Now, populate the rows that are guaranteed not to change via some sort of script. It’s important to break up the SQL statements into chunks that execute relatively quickly. This allows replication to stay more or less up to date as the statements replicate.

INSERT INTO Foo_new (fooDate, foo, bar, baz)
-- Use whatever logic is needed to populate 'baz', or insert NULL. In this example, bar + 1
SELECT fooDate, foo, bar, bar + 1
FROM Foo WHERE Foo.fooDate >= '$startDate' AND Foo.fooDate < '$endDate';

Control the interval by selecting new $startDate and $endDate variables for each execution. The entire process can be scripted, as long as enough time is allowed for replication to catch up between each execution. Keep in mind that this process is only suitable for migrating the ‘majority’ rows that will not change. The remainder that is at risk of being updated needs to be handled separately as part of the last step.

To complete the migration, a short downtime should be planned to execute the final iteration of the script above. This ensures applications are not modifying the remaining ‘minority’ rows. Once this is completed, the rows can be migrated to the new schema. If planned well, this statement should run quickly. Then, it’s just a matter of renaming the tables - another quick operation.

RENAME TABLE Foo TO Foo_old, Foo_new TO Foo;

At this point writes can be re-enabled. Foo_old can be dropped whenever the new table is deemed to be working well. If anything goes wrong, rollback is as simple as reversing the RENAME.

The benefit of this method is that the altered table remains usable (writable) for the majority of the alteration. If the INSERT INTO/SELECT FROM data chunks are small enough, replication delays will not become a major problem.
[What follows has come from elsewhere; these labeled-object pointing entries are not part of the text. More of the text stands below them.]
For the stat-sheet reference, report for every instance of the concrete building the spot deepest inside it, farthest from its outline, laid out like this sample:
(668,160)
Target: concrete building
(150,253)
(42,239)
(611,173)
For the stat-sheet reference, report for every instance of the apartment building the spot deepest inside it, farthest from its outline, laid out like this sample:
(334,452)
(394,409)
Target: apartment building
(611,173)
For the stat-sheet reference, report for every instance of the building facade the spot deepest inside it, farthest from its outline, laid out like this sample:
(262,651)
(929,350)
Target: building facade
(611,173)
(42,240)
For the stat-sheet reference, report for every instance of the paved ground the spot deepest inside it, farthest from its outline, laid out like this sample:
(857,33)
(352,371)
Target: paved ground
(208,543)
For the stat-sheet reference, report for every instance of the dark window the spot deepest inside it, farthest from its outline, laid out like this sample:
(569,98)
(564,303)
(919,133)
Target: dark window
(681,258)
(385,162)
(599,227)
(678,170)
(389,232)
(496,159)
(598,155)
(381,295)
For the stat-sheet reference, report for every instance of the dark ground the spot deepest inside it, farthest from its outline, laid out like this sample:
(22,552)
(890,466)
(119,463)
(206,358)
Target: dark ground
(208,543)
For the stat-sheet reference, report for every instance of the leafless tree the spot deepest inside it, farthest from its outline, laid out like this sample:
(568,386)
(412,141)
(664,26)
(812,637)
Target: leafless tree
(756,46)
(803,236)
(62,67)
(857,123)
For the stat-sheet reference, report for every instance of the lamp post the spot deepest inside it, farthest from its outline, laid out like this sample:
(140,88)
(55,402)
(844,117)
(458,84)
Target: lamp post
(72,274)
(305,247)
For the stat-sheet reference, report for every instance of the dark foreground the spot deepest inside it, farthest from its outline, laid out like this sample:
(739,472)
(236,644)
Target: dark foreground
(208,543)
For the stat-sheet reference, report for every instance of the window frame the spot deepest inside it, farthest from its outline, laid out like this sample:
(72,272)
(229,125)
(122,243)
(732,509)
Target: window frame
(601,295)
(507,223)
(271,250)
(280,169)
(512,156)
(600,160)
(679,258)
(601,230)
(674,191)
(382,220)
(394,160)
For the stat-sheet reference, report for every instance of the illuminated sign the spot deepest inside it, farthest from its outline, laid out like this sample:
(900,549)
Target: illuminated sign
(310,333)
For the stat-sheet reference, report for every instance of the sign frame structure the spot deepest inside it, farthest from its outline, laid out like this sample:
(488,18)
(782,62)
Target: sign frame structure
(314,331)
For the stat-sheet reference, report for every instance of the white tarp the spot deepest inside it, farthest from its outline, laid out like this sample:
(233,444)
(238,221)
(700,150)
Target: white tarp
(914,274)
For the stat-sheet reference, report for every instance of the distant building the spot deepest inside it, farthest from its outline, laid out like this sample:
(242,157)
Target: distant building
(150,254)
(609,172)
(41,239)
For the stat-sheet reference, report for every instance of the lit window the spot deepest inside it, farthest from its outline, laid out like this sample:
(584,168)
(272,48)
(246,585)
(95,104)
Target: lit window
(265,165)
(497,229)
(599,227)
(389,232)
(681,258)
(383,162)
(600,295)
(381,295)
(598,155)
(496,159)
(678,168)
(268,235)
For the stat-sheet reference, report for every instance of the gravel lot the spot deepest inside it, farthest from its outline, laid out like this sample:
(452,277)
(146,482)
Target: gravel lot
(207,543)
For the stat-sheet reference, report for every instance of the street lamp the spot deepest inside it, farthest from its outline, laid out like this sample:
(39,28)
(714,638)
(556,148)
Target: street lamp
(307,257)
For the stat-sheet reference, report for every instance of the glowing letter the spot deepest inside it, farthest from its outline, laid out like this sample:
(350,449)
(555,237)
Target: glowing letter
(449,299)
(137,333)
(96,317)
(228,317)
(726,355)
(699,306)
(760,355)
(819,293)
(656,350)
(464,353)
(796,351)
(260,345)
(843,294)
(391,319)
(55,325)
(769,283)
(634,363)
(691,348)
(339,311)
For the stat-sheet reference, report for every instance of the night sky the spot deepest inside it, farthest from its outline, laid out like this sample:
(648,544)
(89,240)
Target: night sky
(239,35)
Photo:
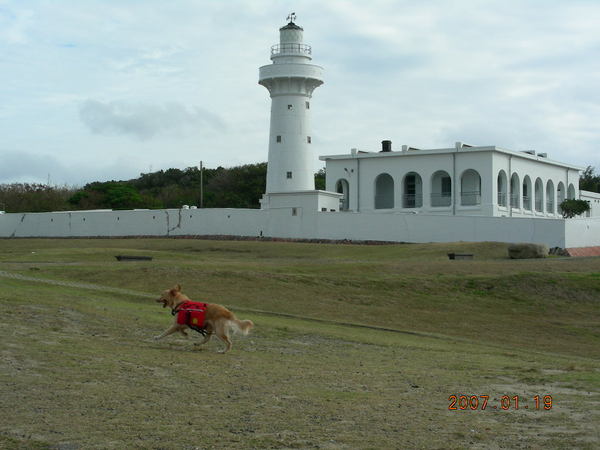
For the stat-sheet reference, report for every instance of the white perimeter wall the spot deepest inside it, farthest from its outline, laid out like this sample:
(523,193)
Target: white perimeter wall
(379,226)
(166,222)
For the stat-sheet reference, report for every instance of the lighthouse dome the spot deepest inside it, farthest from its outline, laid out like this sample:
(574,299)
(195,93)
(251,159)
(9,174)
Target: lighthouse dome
(291,34)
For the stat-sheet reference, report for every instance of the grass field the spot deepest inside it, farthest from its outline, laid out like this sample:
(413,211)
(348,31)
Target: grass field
(355,346)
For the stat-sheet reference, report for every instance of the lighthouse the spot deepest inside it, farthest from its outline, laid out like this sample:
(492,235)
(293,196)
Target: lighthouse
(291,80)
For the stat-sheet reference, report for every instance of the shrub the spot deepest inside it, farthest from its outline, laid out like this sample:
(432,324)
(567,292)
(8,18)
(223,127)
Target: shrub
(571,208)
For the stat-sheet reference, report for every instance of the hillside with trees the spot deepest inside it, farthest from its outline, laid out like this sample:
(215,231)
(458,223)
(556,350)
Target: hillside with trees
(235,187)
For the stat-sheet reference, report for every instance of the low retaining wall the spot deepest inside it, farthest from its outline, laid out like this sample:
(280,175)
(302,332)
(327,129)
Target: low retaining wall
(296,223)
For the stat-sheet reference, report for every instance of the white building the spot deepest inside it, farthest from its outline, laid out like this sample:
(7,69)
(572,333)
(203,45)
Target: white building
(461,180)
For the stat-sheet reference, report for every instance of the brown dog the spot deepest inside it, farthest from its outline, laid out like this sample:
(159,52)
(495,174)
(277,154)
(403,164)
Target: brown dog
(217,320)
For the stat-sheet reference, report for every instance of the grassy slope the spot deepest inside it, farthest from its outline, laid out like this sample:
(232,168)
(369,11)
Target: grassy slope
(87,372)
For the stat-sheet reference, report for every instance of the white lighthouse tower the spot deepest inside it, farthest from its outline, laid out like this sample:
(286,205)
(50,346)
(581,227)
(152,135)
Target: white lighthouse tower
(291,80)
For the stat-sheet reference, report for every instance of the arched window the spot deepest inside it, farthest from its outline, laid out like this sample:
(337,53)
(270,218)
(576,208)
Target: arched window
(560,196)
(527,193)
(412,191)
(342,187)
(502,188)
(550,197)
(384,191)
(539,195)
(515,191)
(470,188)
(441,189)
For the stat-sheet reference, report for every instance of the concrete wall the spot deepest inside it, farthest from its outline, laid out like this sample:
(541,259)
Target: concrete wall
(167,222)
(582,232)
(593,198)
(419,228)
(382,226)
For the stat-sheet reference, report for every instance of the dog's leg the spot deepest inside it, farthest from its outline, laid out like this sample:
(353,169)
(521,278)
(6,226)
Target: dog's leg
(173,329)
(207,337)
(221,332)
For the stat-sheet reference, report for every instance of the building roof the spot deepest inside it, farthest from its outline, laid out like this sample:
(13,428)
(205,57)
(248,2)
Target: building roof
(408,152)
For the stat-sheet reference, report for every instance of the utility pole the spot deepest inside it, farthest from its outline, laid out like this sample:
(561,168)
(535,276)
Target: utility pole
(201,186)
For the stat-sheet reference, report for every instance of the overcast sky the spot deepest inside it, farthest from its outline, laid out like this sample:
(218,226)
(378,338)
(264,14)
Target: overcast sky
(98,90)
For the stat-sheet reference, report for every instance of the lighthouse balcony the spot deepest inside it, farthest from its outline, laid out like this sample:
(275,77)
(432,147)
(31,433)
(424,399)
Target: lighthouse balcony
(305,71)
(291,49)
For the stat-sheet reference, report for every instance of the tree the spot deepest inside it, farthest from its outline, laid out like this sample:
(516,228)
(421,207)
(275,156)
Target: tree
(588,181)
(110,194)
(320,179)
(572,207)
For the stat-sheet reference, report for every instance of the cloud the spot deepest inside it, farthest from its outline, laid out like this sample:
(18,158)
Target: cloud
(145,120)
(30,167)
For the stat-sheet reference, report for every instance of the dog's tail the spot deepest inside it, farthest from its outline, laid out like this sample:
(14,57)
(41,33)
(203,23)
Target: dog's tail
(243,326)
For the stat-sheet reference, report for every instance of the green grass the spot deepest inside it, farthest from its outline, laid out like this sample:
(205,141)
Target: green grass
(320,369)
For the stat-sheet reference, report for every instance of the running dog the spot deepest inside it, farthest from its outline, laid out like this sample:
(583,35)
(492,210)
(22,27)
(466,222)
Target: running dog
(207,318)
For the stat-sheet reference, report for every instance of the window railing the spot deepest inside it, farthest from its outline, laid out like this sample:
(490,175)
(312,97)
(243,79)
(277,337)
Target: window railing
(441,199)
(514,200)
(501,198)
(290,48)
(471,198)
(412,201)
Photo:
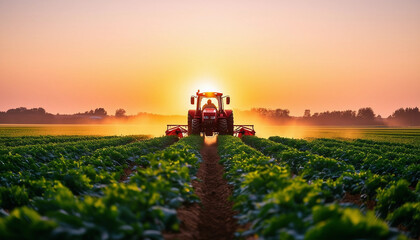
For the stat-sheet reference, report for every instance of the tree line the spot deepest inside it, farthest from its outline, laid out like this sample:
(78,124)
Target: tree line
(364,116)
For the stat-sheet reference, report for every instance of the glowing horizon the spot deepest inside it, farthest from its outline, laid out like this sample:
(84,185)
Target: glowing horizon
(323,55)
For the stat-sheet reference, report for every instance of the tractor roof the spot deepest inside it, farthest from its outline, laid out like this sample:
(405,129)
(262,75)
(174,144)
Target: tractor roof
(209,94)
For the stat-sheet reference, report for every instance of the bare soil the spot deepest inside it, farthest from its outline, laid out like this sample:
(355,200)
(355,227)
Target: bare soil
(213,218)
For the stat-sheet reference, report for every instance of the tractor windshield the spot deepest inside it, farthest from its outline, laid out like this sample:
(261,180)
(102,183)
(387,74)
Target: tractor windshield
(213,103)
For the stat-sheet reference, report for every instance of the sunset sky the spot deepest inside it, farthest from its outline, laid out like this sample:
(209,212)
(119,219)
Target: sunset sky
(150,56)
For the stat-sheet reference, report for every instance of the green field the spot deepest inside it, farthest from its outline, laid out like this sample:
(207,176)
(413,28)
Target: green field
(351,183)
(401,135)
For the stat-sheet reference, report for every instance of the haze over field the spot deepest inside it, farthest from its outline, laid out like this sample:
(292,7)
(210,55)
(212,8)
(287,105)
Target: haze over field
(150,56)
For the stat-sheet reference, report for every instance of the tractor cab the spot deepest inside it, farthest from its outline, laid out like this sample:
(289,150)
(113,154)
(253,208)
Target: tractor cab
(210,115)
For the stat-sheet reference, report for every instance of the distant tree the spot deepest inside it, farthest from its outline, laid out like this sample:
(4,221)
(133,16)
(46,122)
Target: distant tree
(100,112)
(279,113)
(120,113)
(307,113)
(407,116)
(366,114)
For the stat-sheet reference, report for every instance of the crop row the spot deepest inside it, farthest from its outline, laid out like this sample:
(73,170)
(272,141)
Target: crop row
(388,192)
(140,209)
(401,165)
(276,204)
(28,179)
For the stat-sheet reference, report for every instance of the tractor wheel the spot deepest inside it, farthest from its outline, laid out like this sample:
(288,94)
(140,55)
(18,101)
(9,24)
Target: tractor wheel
(230,124)
(189,124)
(195,126)
(223,128)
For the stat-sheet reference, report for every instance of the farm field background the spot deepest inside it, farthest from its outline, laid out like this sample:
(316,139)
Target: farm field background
(410,135)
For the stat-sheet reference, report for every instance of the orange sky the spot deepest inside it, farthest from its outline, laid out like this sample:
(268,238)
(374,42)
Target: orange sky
(150,57)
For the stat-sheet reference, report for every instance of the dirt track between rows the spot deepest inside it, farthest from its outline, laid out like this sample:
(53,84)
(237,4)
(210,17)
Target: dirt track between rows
(213,218)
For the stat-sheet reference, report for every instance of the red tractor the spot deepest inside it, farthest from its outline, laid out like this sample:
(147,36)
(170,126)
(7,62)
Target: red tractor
(209,118)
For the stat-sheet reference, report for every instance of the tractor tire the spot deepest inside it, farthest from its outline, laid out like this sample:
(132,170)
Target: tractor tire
(195,127)
(230,124)
(223,128)
(189,124)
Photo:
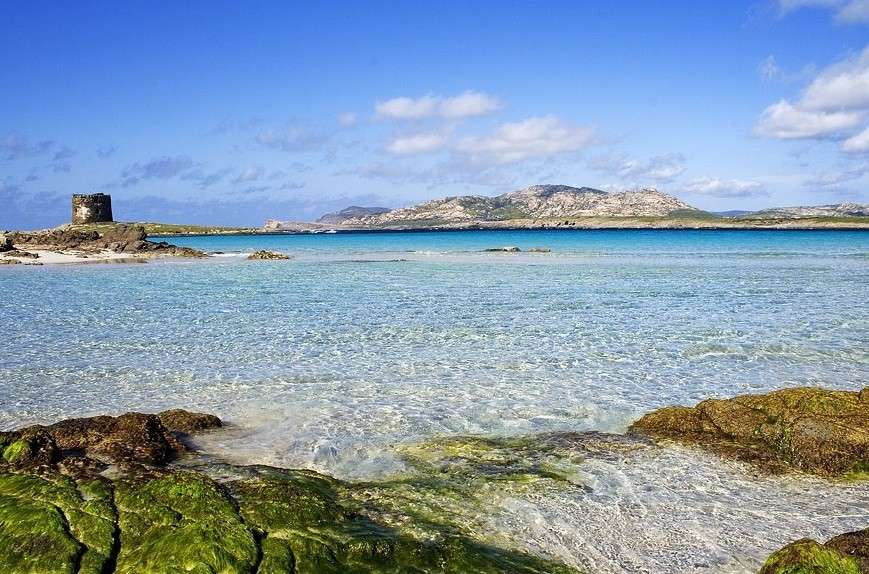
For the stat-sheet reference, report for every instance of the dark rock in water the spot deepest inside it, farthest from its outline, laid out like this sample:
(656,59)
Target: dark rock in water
(844,554)
(263,254)
(809,429)
(509,249)
(131,437)
(22,254)
(29,448)
(154,518)
(179,420)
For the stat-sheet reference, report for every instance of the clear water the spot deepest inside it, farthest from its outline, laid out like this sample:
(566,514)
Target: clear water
(367,340)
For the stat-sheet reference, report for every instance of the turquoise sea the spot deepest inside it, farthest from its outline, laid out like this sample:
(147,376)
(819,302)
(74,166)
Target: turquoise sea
(365,341)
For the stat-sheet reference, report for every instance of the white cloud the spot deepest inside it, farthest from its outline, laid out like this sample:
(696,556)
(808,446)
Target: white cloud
(469,104)
(858,143)
(347,120)
(841,87)
(833,106)
(534,137)
(730,188)
(417,143)
(768,68)
(249,174)
(291,139)
(844,11)
(662,168)
(784,120)
(465,105)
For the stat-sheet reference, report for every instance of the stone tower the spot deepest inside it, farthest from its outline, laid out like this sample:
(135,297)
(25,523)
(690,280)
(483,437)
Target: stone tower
(94,208)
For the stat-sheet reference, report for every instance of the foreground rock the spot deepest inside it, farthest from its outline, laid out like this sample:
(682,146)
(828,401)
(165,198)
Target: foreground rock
(844,554)
(263,254)
(61,512)
(808,429)
(118,238)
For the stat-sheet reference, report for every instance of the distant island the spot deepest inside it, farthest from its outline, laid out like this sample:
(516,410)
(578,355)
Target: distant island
(562,206)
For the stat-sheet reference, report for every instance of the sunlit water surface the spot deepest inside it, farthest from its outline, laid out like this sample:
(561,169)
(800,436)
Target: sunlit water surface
(367,340)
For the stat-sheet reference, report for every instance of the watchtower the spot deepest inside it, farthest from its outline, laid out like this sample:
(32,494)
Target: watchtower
(94,208)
If it is too arduous to create small enough chunks, it is possible to run the migration queries on the master and all slaves concurrently by sidestepping replication. Adding SET sql_log_bin=0; as the first statement in each SQL session will prevent subsequent statements from being written to the bin log, and therefore prevent then from being replicated. The migration queries are instead run on both master and slaves. Care needs to be taken to ensure the data is consistent once the process is completed.